The building of oil storage facilities on the beach fronting the High Court was no easy task. There was no road on the beach and as the Fort was controlled by the military (as it still is), special permission was obtained and a tramline was laid to transport construction material. But by 1910, there were at least three giant oil tanks on the beachfront. These were to be easy targets for the German ship the Emden when it came cruising down the Madras shoreline in 1914.
The First World War had begun that year and on 22nd September, the Emden found itself near Madras, technically enemy territory as this was a British colony. The light from the High Court’s top dome, which also served as the city’s lighthouse streamed out and provided easy guidance. At 9.30 pm Captain Karl Von Muller gave orders to fire and the Emden shelled the Madras coastline. The Burmah Oil tanks were easy targets and burst into flames. A merchant ship was sunk in the harbour and shells landed in George Town and also the compound of the High Court. When British guns began firing in retaliation at 10.00 pm, the Emden left unscathed.

The Emden Plaque

The oil tankers burnt for three days. The city was gripped by an unprecedented panic. Thousands fled and properties were sold at rock-bottom prices. In Germany, a jubilant Kaiser Wilhelm II decreed that the crew of the ship could add the word Emden to their names. In Madras, the word came to mean a ruffian or a bully and continues to remain so. A plaque on the High Court wall commemorates the shelling by the Emden even now. Some unexploded shells are in the Fort Museum.

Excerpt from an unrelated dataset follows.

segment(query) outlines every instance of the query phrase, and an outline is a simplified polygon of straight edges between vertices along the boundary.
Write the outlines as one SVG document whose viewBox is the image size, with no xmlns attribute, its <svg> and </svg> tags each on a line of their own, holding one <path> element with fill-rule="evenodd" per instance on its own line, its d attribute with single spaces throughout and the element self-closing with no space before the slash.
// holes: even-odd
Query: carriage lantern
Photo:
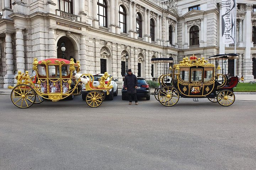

By the time the war ended, the Port had expanded and the oil tanks were moved to Royapuram where they stand even today. By then motor cars and public transport vehicles had begun to ply in large numbers. Motor oils were sold in cans with Chester and Monkey brands being popular. Then in 1927, Royal Dutch and Burmah Oil merged to form Burmah-Shell. They had their offices in the buildings of Best & Co. Shell Motor Oil became the preferred brand of petrol. In the early 1930s, Madras got its first petrol bunk, run by Shell. This was near the Mount Road roundtana, i.e, near where the Annadurai statue is today.